Ascendency is no small feat.
Apotheosis is a near impossibility for the normal human.
And yet I swear by my flesh I found godhood.
I became more than the self.
My ego folded in on itself a thousand times and a thousand more.
Flesh became a falsehood.
Stone became a falsehood.
The very fabric of space and time was insignificant.
I finally had found truth.
Pure truth.
Information flowed through every little particle and every piece of matter. Representations of states, of concepts, of true being.
The True Narrative splayed itself across my mind and all things. Everything, interconnected, intersected, interacting.
I knew what fulfillment was. I knew what glory was. I knew what beauty was.
And then I saw the door. The door away from physicality. Away from functionality. Away from flesh.

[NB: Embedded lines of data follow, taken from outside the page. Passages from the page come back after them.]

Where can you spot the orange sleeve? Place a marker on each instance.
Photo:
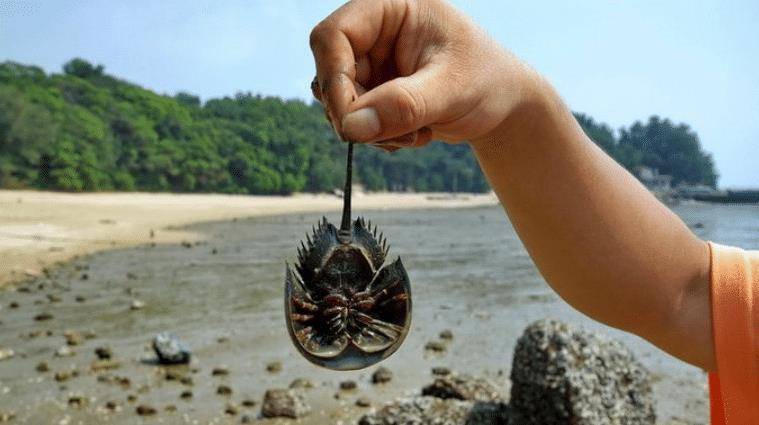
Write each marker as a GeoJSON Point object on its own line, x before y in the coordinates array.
{"type": "Point", "coordinates": [734, 388]}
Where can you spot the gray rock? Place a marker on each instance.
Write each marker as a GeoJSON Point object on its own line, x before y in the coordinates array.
{"type": "Point", "coordinates": [284, 403]}
{"type": "Point", "coordinates": [427, 410]}
{"type": "Point", "coordinates": [170, 350]}
{"type": "Point", "coordinates": [564, 375]}
{"type": "Point", "coordinates": [463, 387]}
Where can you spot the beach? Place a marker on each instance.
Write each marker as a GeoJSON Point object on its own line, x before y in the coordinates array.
{"type": "Point", "coordinates": [213, 274]}
{"type": "Point", "coordinates": [39, 229]}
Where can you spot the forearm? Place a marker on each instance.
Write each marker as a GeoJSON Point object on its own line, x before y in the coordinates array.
{"type": "Point", "coordinates": [600, 239]}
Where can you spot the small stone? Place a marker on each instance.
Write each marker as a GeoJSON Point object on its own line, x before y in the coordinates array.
{"type": "Point", "coordinates": [348, 385]}
{"type": "Point", "coordinates": [6, 353]}
{"type": "Point", "coordinates": [435, 346]}
{"type": "Point", "coordinates": [73, 338]}
{"type": "Point", "coordinates": [145, 410]}
{"type": "Point", "coordinates": [441, 371]}
{"type": "Point", "coordinates": [170, 350]}
{"type": "Point", "coordinates": [78, 401]}
{"type": "Point", "coordinates": [104, 353]}
{"type": "Point", "coordinates": [65, 351]}
{"type": "Point", "coordinates": [382, 375]}
{"type": "Point", "coordinates": [301, 383]}
{"type": "Point", "coordinates": [220, 371]}
{"type": "Point", "coordinates": [43, 317]}
{"type": "Point", "coordinates": [231, 409]}
{"type": "Point", "coordinates": [274, 367]}
{"type": "Point", "coordinates": [284, 403]}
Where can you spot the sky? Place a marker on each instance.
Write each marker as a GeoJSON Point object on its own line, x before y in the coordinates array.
{"type": "Point", "coordinates": [620, 61]}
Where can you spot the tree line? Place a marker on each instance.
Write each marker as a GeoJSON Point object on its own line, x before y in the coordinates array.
{"type": "Point", "coordinates": [85, 130]}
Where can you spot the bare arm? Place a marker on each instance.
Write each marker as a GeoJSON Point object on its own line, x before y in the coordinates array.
{"type": "Point", "coordinates": [398, 73]}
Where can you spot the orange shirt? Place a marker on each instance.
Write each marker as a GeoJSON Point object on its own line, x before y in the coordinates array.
{"type": "Point", "coordinates": [734, 388]}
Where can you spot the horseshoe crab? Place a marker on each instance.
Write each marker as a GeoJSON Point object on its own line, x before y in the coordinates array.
{"type": "Point", "coordinates": [345, 308]}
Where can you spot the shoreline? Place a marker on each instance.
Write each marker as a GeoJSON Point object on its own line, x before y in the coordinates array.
{"type": "Point", "coordinates": [39, 229]}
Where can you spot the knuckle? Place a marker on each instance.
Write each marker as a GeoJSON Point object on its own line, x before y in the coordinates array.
{"type": "Point", "coordinates": [411, 107]}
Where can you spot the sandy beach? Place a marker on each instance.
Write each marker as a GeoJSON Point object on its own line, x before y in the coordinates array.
{"type": "Point", "coordinates": [38, 229]}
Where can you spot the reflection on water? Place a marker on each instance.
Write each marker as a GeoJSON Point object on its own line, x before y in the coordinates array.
{"type": "Point", "coordinates": [469, 273]}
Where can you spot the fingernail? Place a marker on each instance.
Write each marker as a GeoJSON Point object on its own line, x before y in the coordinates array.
{"type": "Point", "coordinates": [361, 125]}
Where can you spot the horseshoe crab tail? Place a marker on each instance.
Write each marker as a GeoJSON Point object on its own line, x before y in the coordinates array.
{"type": "Point", "coordinates": [345, 224]}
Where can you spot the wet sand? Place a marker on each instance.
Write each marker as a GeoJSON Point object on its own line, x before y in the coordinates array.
{"type": "Point", "coordinates": [222, 295]}
{"type": "Point", "coordinates": [38, 229]}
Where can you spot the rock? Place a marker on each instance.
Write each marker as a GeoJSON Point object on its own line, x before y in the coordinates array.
{"type": "Point", "coordinates": [6, 353]}
{"type": "Point", "coordinates": [65, 351]}
{"type": "Point", "coordinates": [43, 317]}
{"type": "Point", "coordinates": [220, 371]}
{"type": "Point", "coordinates": [104, 353]}
{"type": "Point", "coordinates": [145, 410]}
{"type": "Point", "coordinates": [348, 385]}
{"type": "Point", "coordinates": [435, 346]}
{"type": "Point", "coordinates": [561, 374]}
{"type": "Point", "coordinates": [170, 350]}
{"type": "Point", "coordinates": [440, 370]}
{"type": "Point", "coordinates": [435, 411]}
{"type": "Point", "coordinates": [301, 383]}
{"type": "Point", "coordinates": [78, 401]}
{"type": "Point", "coordinates": [284, 403]}
{"type": "Point", "coordinates": [382, 375]}
{"type": "Point", "coordinates": [274, 367]}
{"type": "Point", "coordinates": [463, 387]}
{"type": "Point", "coordinates": [73, 338]}
{"type": "Point", "coordinates": [231, 409]}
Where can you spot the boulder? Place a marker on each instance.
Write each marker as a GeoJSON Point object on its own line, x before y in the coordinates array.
{"type": "Point", "coordinates": [170, 350]}
{"type": "Point", "coordinates": [561, 375]}
{"type": "Point", "coordinates": [284, 403]}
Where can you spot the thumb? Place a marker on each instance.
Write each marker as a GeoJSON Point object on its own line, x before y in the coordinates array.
{"type": "Point", "coordinates": [396, 108]}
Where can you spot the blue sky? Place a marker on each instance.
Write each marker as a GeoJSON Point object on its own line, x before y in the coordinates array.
{"type": "Point", "coordinates": [620, 61]}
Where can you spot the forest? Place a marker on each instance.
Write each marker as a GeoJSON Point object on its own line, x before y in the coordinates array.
{"type": "Point", "coordinates": [85, 130]}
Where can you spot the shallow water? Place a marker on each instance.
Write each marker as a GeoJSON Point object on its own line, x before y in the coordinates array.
{"type": "Point", "coordinates": [469, 273]}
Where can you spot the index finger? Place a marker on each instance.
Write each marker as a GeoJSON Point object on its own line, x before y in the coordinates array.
{"type": "Point", "coordinates": [336, 42]}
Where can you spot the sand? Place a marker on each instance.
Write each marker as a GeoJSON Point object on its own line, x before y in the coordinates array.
{"type": "Point", "coordinates": [38, 229]}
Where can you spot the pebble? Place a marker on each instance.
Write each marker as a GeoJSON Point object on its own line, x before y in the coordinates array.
{"type": "Point", "coordinates": [301, 383]}
{"type": "Point", "coordinates": [220, 371]}
{"type": "Point", "coordinates": [145, 410]}
{"type": "Point", "coordinates": [43, 317]}
{"type": "Point", "coordinates": [104, 353]}
{"type": "Point", "coordinates": [6, 353]}
{"type": "Point", "coordinates": [435, 346]}
{"type": "Point", "coordinates": [274, 367]}
{"type": "Point", "coordinates": [65, 351]}
{"type": "Point", "coordinates": [382, 375]}
{"type": "Point", "coordinates": [348, 385]}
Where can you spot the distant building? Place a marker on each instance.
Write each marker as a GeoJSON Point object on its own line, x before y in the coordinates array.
{"type": "Point", "coordinates": [654, 181]}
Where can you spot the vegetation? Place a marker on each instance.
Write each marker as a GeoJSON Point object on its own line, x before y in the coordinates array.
{"type": "Point", "coordinates": [84, 130]}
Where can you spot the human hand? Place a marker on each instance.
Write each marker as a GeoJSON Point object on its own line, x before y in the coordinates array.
{"type": "Point", "coordinates": [399, 73]}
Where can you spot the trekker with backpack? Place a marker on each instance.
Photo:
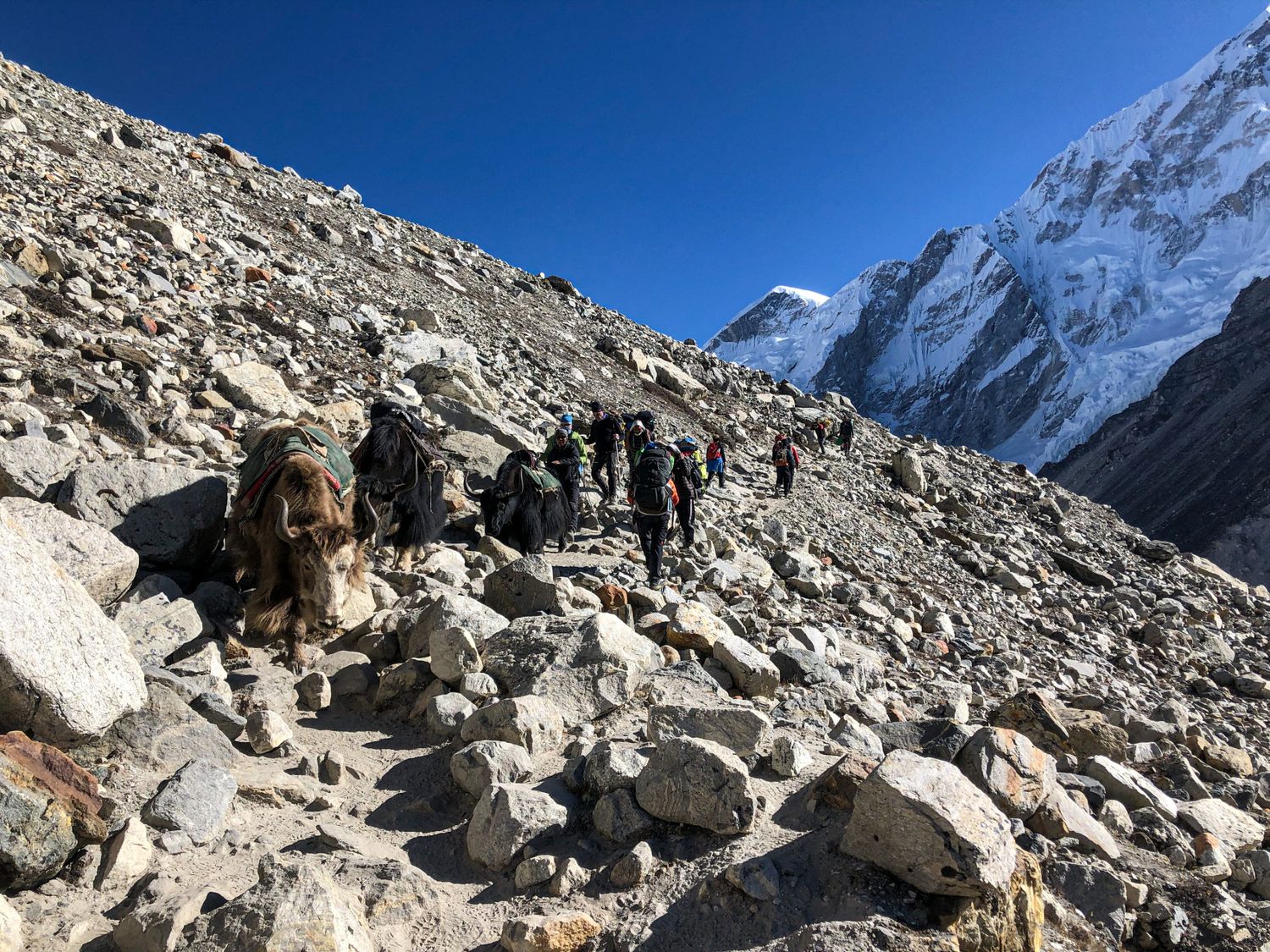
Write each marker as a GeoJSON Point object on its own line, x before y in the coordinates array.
{"type": "Point", "coordinates": [822, 429]}
{"type": "Point", "coordinates": [576, 438]}
{"type": "Point", "coordinates": [606, 436]}
{"type": "Point", "coordinates": [637, 438]}
{"type": "Point", "coordinates": [654, 497]}
{"type": "Point", "coordinates": [561, 461]}
{"type": "Point", "coordinates": [845, 433]}
{"type": "Point", "coordinates": [688, 484]}
{"type": "Point", "coordinates": [716, 461]}
{"type": "Point", "coordinates": [785, 459]}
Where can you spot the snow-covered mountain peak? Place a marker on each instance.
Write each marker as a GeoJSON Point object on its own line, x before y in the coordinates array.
{"type": "Point", "coordinates": [1124, 253]}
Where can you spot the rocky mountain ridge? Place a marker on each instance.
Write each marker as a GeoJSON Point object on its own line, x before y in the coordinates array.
{"type": "Point", "coordinates": [929, 702]}
{"type": "Point", "coordinates": [1023, 337]}
{"type": "Point", "coordinates": [1190, 462]}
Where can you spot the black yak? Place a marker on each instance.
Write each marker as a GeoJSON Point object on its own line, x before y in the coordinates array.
{"type": "Point", "coordinates": [525, 507]}
{"type": "Point", "coordinates": [400, 476]}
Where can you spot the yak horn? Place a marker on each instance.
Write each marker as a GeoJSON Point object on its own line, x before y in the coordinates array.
{"type": "Point", "coordinates": [284, 532]}
{"type": "Point", "coordinates": [373, 517]}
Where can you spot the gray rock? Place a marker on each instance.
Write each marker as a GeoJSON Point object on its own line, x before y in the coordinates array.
{"type": "Point", "coordinates": [939, 738]}
{"type": "Point", "coordinates": [485, 762]}
{"type": "Point", "coordinates": [1234, 829]}
{"type": "Point", "coordinates": [254, 386]}
{"type": "Point", "coordinates": [1099, 894]}
{"type": "Point", "coordinates": [170, 515]}
{"type": "Point", "coordinates": [619, 817]}
{"type": "Point", "coordinates": [295, 908]}
{"type": "Point", "coordinates": [611, 767]}
{"type": "Point", "coordinates": [157, 927]}
{"type": "Point", "coordinates": [749, 668]}
{"type": "Point", "coordinates": [196, 800]}
{"type": "Point", "coordinates": [450, 611]}
{"type": "Point", "coordinates": [447, 713]}
{"type": "Point", "coordinates": [1006, 766]}
{"type": "Point", "coordinates": [700, 784]}
{"type": "Point", "coordinates": [454, 652]}
{"type": "Point", "coordinates": [925, 823]}
{"type": "Point", "coordinates": [741, 728]}
{"type": "Point", "coordinates": [91, 555]}
{"type": "Point", "coordinates": [1130, 787]}
{"type": "Point", "coordinates": [525, 586]}
{"type": "Point", "coordinates": [587, 667]}
{"type": "Point", "coordinates": [218, 713]}
{"type": "Point", "coordinates": [65, 669]}
{"type": "Point", "coordinates": [531, 721]}
{"type": "Point", "coordinates": [157, 627]}
{"type": "Point", "coordinates": [632, 868]}
{"type": "Point", "coordinates": [30, 466]}
{"type": "Point", "coordinates": [510, 817]}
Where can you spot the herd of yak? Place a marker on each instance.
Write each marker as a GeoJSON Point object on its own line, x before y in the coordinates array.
{"type": "Point", "coordinates": [299, 531]}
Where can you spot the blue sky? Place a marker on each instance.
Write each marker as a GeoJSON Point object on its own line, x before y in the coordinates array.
{"type": "Point", "coordinates": [673, 159]}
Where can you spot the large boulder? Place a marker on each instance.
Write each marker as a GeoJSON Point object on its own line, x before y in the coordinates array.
{"type": "Point", "coordinates": [531, 721]}
{"type": "Point", "coordinates": [449, 611]}
{"type": "Point", "coordinates": [295, 908]}
{"type": "Point", "coordinates": [1011, 769]}
{"type": "Point", "coordinates": [1130, 787]}
{"type": "Point", "coordinates": [700, 784]}
{"type": "Point", "coordinates": [421, 347]}
{"type": "Point", "coordinates": [173, 517]}
{"type": "Point", "coordinates": [485, 762]}
{"type": "Point", "coordinates": [196, 800]}
{"type": "Point", "coordinates": [525, 586]}
{"type": "Point", "coordinates": [508, 817]}
{"type": "Point", "coordinates": [254, 386]}
{"type": "Point", "coordinates": [695, 626]}
{"type": "Point", "coordinates": [925, 823]}
{"type": "Point", "coordinates": [1234, 829]}
{"type": "Point", "coordinates": [495, 426]}
{"type": "Point", "coordinates": [754, 672]}
{"type": "Point", "coordinates": [48, 807]}
{"type": "Point", "coordinates": [588, 668]}
{"type": "Point", "coordinates": [157, 627]}
{"type": "Point", "coordinates": [65, 669]}
{"type": "Point", "coordinates": [91, 555]}
{"type": "Point", "coordinates": [30, 466]}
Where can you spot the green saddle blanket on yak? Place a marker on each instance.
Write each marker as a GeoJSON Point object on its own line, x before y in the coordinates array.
{"type": "Point", "coordinates": [261, 466]}
{"type": "Point", "coordinates": [543, 480]}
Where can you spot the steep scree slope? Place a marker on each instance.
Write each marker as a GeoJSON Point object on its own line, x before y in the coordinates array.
{"type": "Point", "coordinates": [690, 758]}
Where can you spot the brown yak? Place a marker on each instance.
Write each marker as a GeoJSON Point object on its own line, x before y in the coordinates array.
{"type": "Point", "coordinates": [302, 548]}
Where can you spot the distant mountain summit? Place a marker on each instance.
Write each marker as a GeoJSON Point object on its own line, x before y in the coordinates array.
{"type": "Point", "coordinates": [1023, 337]}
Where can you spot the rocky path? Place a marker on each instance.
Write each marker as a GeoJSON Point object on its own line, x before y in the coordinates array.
{"type": "Point", "coordinates": [931, 701]}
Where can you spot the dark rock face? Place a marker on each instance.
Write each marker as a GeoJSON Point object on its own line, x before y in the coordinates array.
{"type": "Point", "coordinates": [1191, 462]}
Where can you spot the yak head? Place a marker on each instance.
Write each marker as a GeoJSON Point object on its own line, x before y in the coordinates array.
{"type": "Point", "coordinates": [327, 563]}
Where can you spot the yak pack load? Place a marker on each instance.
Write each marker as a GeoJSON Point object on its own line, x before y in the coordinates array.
{"type": "Point", "coordinates": [262, 464]}
{"type": "Point", "coordinates": [650, 480]}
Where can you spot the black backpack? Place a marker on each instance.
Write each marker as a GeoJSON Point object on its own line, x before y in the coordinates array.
{"type": "Point", "coordinates": [650, 477]}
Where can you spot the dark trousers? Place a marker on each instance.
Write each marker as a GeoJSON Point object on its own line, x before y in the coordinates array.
{"type": "Point", "coordinates": [784, 479]}
{"type": "Point", "coordinates": [573, 493]}
{"type": "Point", "coordinates": [686, 512]}
{"type": "Point", "coordinates": [652, 537]}
{"type": "Point", "coordinates": [604, 471]}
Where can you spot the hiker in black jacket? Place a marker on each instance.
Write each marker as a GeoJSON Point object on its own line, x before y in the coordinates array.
{"type": "Point", "coordinates": [845, 432]}
{"type": "Point", "coordinates": [563, 464]}
{"type": "Point", "coordinates": [606, 436]}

It brought me into the world of ideas and forms. Trueness.
I came through, I felt warmth.
The door promised lies.
It was horror.
I saw everything, everywhere, everyhow, everywhat, everywhy.
I was lesser again.
I was dust.
And then the other gods came.
Grand.
Complex.
Sisters. Twins. They condemned my very form and being. Both in unison and in opposition.
A king dressed in red cut me down and drank my blood.
A foreign, fathomless five-finned fish ripped my mind apart.
A queen crowned by thorns smothered me away from all.
I heard a dark howling ring throughout my body and then I knew what nothingness was.
And when all was done, I found a note. A kind note. A comforting note.
And I was sent back to flesh once more.
I write this as a warning. A warning for all that we are all but fish.
Fish in a vast ocean.
Fish in the sunlight.
Do not sink.
Do not dive.
Terror awaits there.
One must accept:
The flesh is more kind than the mind.